今回は、最近よく言われる「太陽光発電の意外な環境負荷」について語ってみたいと思います。
自分には不要のものと思っても、ほかの人にとっては大きな価値がある場合があります。最近は「もったいない」という言葉を合言葉にしてリサイクルが盛んに行われていますが、太陽光発電システムのリサイクルについては、残念ながら進んでいない状態です。
太陽光発電パネルは掃除機などの家電製品のように可動部分がないことから故障が少なく、メーカーによっては10年保証をしているところもあるくらいです。
日本では1959年にシャープが太陽光発電の研究を開始し、1963年に量産を始めましたが、住宅用や産業用の太陽光発電システムが普及し始めたのは、1990?1992年の間に、余剰電力の売電が可能となる法律が整備されてからです。そのため、太陽光発電パネルのリニューアルについては、まだ深刻な問題となっていない状態です。
しかし、太陽光発電システムも年月による経年劣化を避けることはできず、経年劣化によって発電量も下がってくるため、大体20?30年が寿命といわれています。
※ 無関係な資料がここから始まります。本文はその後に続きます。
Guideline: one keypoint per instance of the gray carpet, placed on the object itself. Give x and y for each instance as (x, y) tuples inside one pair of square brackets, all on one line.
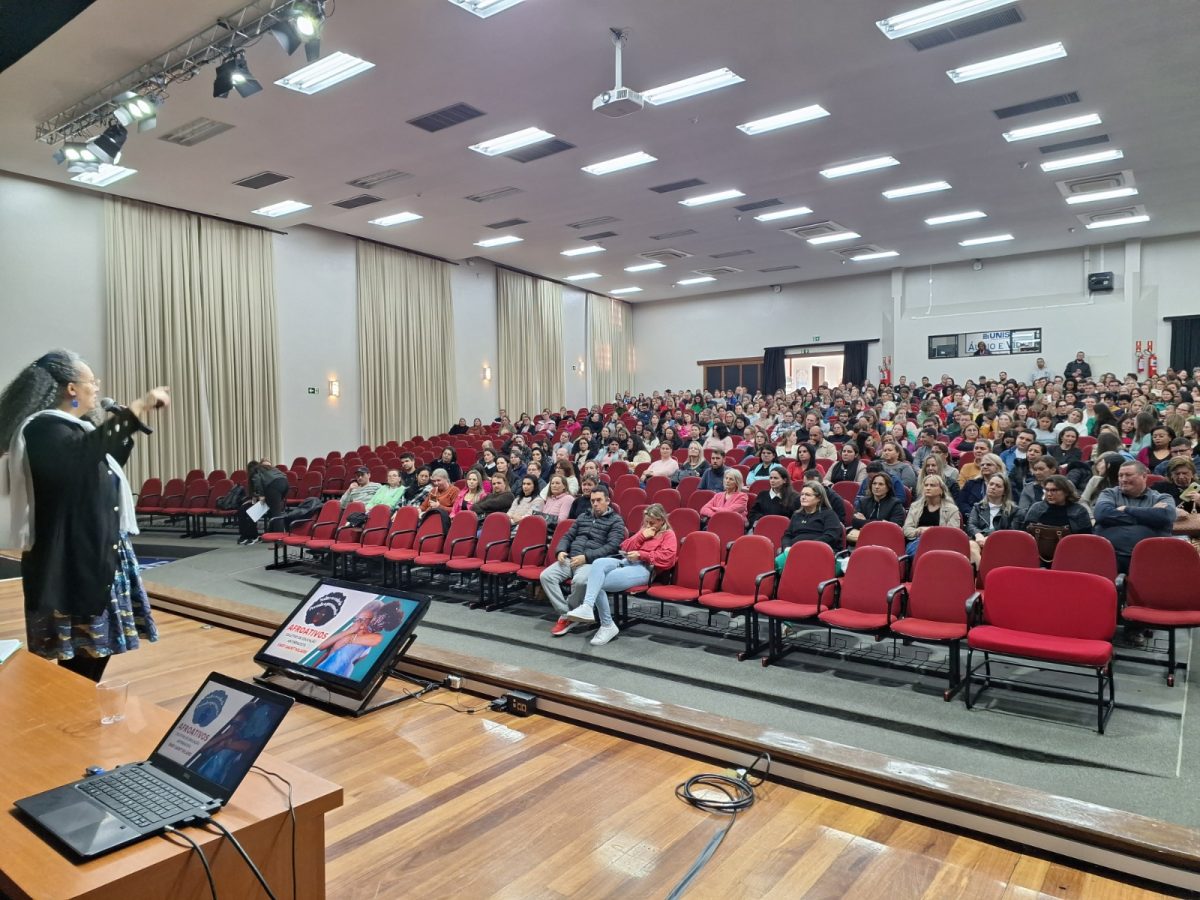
[(1141, 763)]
普及が進んだ現在では、太陽光発電パネルを設置した建物の建て替えなどによって、経年劣化を迎える前の太陽光発電パネルの廃棄も増えると予想され、ますます太陽光発電パネルの処分方法、リサイクルについて考える必要があるでしょう。太陽光発電パネルの寿命を25年として考えた場合、2035年ごろから廃棄される太陽光発電パネルが増加し、2040年には約77万tの廃棄量になると予想されています。
リサイクルでは、古い太陽光発電パネルをどのように処理するのか、そしてリサイクルで収益を上げる方法を考えていく必要があります。太陽光発電パネルには銀やテルル、インジウムといったレアメタルが使われていることから、それらを回収し再利用することが課題です。
太陽光発電システムのリサイクルについては国も無策ではなく、すでに環境省が太陽光発電設備のリサイクル等の推進に向けたガイドラインを定めており、太陽光発電システムの撤去と運搬、処分、そして適切なリサイクルが行われるよう、働きかけを行っています。